1. On 08/08/2023 between 9:30 AM to 11:40 AM, an observational tour of the 2C- Medical-Surgical Unit was conducted along with the Director of Nursing (E #10) and the following was observed:

- At 11:15 AM, the Patient Care Technician (PCT) (E #9) was seen donning gloves after using the hand sanitizer, went by Pt. #14's bedside, placed the glucometer (portable blood glucose testing machine) on the bed, with the same gloved hand reached into her left hand side scrub pockets and removed the alcohol swab and reached into her right hand side scrub pockets and removed the lancet and glucose test strips container to be used for blood glucose testing. E #9 then checked the patient identification band and completed the blood glucose testing. After blood glucose testing, E #9 removed the used test strip from the glucometer and discarded lancets along with the used test strips into the sharp container, and placed the glucometer on the patient bed. E #9 with contaminated gloves then proceeded to place the glucometer in her left hand side scrub pocket and blood test strip container into her right hand side scrub pocket without cleaning the glucometer. E #9 removed contaminated gloves and use the hand sanitizer. Upon asking, regarding the cleaning of the glucometer, E #9 walked towards the nurses station, after donning gloves, removed the used glucometer from her pocket and wiped the glucometer once using Sani-wipes (disinfecting wipes)and placed it in the docking station.

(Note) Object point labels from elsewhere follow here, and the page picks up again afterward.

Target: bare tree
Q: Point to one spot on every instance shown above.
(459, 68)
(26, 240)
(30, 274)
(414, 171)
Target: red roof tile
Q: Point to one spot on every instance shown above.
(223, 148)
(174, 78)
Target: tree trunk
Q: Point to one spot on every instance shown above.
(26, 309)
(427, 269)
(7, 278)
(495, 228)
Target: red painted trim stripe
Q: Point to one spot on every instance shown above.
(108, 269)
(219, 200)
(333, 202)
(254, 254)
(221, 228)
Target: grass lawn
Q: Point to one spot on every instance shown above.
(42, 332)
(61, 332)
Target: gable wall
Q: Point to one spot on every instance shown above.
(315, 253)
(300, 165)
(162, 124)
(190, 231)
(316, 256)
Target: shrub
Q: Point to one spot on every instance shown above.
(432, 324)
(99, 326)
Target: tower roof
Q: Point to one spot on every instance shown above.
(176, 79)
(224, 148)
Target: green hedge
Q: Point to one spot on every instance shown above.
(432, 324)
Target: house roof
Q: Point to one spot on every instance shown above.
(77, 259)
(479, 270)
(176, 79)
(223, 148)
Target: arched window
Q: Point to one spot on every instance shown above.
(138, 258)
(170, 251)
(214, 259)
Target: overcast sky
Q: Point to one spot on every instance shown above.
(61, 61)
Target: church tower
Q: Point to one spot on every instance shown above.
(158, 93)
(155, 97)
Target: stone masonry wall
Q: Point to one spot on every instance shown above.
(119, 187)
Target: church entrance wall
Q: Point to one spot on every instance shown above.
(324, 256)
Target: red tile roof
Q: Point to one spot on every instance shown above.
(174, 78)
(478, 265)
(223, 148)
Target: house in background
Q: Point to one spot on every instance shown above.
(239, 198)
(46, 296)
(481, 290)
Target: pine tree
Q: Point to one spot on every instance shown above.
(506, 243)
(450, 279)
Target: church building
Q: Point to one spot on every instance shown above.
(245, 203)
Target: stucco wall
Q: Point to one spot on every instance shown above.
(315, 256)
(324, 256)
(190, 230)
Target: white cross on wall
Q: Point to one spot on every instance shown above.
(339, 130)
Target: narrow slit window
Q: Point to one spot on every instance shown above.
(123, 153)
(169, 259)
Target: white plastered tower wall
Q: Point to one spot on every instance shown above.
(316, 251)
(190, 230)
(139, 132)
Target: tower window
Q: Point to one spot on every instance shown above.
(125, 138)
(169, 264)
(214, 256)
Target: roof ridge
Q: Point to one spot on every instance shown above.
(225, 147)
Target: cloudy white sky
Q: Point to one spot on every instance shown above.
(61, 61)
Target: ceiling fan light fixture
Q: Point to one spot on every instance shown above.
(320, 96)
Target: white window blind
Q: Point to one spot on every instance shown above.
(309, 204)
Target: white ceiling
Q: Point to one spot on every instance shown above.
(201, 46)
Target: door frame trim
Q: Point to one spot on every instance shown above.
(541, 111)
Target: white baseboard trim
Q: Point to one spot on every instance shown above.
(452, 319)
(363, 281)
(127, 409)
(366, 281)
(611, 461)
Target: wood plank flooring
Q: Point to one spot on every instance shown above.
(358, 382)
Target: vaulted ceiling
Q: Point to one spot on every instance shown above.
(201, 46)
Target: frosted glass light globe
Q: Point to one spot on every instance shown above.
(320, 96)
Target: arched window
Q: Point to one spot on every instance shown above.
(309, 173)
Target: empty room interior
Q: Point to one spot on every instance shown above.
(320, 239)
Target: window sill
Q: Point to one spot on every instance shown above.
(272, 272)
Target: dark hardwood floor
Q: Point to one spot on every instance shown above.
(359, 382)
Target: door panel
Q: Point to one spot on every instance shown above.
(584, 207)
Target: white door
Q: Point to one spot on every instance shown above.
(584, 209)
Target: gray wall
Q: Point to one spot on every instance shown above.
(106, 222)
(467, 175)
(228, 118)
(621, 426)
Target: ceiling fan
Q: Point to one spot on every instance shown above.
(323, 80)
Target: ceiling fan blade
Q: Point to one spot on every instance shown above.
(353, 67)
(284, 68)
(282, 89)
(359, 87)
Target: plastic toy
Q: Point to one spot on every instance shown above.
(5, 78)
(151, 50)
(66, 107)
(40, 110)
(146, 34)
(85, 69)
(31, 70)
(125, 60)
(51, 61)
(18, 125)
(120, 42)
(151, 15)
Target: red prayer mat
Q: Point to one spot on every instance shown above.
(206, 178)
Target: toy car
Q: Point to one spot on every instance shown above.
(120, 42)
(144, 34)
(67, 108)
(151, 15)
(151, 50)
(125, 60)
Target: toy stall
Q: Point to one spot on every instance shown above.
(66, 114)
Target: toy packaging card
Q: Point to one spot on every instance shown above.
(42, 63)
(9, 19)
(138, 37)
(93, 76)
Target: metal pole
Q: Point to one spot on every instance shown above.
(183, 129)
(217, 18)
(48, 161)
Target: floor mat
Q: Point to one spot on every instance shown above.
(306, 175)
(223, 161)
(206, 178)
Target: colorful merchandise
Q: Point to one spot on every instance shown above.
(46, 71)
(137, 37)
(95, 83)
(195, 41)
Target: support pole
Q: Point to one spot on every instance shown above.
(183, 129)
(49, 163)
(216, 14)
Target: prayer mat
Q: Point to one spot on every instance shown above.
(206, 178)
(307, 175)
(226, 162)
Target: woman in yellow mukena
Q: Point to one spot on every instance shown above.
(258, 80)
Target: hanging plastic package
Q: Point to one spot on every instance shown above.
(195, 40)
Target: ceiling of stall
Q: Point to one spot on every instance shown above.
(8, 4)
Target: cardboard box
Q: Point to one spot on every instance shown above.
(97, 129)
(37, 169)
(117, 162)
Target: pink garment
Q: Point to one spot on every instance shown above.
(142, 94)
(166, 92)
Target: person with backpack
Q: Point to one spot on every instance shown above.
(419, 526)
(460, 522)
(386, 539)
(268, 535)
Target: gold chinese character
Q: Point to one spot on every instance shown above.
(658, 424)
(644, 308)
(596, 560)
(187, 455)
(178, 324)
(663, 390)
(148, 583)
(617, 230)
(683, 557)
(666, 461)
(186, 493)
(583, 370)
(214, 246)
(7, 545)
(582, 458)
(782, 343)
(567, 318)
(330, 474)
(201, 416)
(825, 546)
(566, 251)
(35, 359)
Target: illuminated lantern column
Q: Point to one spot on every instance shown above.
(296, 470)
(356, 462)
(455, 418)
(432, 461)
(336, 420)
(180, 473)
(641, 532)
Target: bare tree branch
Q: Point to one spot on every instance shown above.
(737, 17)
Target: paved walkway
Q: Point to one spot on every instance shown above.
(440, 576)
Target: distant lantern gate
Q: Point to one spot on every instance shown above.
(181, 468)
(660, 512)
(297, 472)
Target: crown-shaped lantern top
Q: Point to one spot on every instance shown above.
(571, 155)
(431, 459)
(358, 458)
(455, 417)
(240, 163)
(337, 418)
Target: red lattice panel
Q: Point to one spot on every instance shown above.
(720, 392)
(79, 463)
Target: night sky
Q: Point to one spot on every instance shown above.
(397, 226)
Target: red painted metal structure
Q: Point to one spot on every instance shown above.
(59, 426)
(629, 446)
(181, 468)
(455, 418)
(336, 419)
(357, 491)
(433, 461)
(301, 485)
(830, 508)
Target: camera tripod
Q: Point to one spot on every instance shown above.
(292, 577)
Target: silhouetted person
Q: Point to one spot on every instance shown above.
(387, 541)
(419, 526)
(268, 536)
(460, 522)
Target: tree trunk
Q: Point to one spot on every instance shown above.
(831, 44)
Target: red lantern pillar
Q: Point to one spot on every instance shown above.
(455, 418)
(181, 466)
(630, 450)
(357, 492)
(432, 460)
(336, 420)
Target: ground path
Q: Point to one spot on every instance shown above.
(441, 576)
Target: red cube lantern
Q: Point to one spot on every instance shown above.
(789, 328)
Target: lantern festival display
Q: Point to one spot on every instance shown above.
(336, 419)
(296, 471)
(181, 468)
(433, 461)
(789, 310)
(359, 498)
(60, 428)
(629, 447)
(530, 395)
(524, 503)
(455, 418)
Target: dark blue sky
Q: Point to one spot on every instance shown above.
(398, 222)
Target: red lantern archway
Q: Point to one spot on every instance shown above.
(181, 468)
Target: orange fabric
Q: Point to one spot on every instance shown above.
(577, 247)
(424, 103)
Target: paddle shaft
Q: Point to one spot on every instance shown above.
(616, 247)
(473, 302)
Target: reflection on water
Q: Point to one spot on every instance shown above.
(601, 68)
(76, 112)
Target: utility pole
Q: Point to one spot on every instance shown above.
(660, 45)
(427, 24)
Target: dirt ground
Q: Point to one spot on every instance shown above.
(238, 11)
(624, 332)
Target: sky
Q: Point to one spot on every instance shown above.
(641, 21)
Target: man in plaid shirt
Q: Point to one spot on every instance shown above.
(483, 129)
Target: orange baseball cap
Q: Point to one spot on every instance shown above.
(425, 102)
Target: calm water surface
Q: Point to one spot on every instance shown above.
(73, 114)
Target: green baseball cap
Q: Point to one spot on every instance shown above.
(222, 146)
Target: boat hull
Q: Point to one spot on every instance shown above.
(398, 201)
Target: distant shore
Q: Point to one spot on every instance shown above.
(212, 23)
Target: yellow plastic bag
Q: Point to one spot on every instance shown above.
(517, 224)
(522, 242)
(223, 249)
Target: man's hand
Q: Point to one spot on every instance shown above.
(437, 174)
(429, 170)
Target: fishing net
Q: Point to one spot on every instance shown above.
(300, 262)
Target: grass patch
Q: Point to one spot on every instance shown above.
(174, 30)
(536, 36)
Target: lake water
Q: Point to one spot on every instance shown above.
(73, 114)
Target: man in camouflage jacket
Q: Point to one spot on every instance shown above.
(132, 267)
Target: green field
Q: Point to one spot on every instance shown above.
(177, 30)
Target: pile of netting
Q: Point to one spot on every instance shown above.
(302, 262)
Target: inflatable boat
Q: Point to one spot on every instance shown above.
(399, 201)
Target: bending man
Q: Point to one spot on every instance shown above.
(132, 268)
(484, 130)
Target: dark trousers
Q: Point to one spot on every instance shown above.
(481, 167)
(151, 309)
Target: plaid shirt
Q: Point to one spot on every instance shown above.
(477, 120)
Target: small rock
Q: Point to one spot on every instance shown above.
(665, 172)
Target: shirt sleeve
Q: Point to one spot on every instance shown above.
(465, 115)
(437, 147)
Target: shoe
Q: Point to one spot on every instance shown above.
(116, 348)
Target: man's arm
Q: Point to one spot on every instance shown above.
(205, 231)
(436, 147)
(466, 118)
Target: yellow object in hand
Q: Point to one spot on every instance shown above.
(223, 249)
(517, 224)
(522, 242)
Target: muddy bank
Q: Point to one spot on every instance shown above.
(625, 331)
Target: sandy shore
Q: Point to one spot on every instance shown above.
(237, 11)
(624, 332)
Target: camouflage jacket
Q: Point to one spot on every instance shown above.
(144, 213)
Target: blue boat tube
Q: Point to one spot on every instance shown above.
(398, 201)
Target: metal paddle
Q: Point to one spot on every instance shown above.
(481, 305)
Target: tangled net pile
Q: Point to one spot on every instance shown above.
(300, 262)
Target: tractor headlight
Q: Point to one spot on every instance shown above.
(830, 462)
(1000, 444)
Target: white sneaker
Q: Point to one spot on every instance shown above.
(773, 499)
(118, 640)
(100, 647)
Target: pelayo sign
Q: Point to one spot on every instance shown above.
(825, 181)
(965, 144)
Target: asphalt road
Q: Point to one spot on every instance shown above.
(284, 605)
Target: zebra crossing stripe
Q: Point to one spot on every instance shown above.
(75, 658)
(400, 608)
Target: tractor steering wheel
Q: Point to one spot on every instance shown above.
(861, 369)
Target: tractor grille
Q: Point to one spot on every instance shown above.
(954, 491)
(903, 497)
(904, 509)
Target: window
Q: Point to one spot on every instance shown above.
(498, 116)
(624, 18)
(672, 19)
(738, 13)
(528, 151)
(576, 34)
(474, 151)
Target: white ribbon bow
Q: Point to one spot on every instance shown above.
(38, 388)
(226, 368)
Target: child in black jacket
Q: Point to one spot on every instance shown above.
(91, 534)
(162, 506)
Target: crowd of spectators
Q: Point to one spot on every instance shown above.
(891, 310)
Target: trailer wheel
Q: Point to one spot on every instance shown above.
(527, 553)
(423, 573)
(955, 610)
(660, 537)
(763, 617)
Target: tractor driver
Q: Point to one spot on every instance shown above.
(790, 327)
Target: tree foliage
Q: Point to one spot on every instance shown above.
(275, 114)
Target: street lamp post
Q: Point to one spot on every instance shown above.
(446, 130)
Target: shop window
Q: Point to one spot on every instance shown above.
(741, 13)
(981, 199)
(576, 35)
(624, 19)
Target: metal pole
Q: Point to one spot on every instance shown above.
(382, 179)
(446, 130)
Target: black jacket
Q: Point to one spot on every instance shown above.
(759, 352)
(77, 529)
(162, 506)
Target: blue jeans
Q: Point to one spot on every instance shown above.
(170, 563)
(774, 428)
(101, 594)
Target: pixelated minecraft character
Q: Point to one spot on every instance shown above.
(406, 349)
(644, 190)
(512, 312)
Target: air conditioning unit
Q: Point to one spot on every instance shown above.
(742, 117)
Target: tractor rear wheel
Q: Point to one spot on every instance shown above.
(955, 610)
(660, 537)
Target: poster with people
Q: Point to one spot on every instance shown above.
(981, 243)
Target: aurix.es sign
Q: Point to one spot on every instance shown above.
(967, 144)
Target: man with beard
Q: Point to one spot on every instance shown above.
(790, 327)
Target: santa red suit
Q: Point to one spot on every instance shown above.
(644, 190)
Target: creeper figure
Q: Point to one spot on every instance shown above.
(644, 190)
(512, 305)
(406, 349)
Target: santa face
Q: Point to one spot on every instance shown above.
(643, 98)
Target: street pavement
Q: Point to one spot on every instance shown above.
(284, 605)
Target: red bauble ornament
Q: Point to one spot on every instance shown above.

The blood glucose test strips container remained in E #9's pocket.

2. On 08/08/2023, Pt. #14's clinical record was reviewed. Pt. #14 was admitted to the hospital on 08/02/2023 with a diagnosis of congestive heart failure (CHF). Pt. #14's physician order dated 09/21/2022, included, "...blood glucose testing four times daily before meals and at HS [night time] ..."

3. On 08/08/2023, the hospital's policy titled, "Glucose, Whole Blood Monitoring - Nova Statsstrip system - POC [point of care]" dated 12/24/2022, was reviewed and required, "...Cleaning and Disinfecting the Meter: ...meter must be disinfected after each patient use ...a. Clean the meter: ...wipe the external surface of the meter thoroughly ...Disinfect the meter: 1. Using a second new, fresh germicidal wipe, wipe the surface of the meter top, bottom, left, and right sides a minimum of 3 times horizontally followed by 3 times vertically ...c. Observe surface contact time: ...ensure meter surface stays wet for 2 minutes and is allowed to air dry for an additional 1 minute ..."

4. On 08/08/2023, at approximately 11:25 AM, the PCT (E #9) was interviewed. E #9 stated that the glucometer is cleaned only once with one sani-wipe and placed into the docking station. E #9 stated that she forgot to remove her dirty gloves. E #9 stated that she was not thinking while placing the dirty glucometer into her scrub pockets.

5. On 08/08/2023 at 11:30 AM, the Director of Nursing (E #10) was interviewed. E #10 stated that she (E #9) should not have placed the used glucometer in her scrub pockets.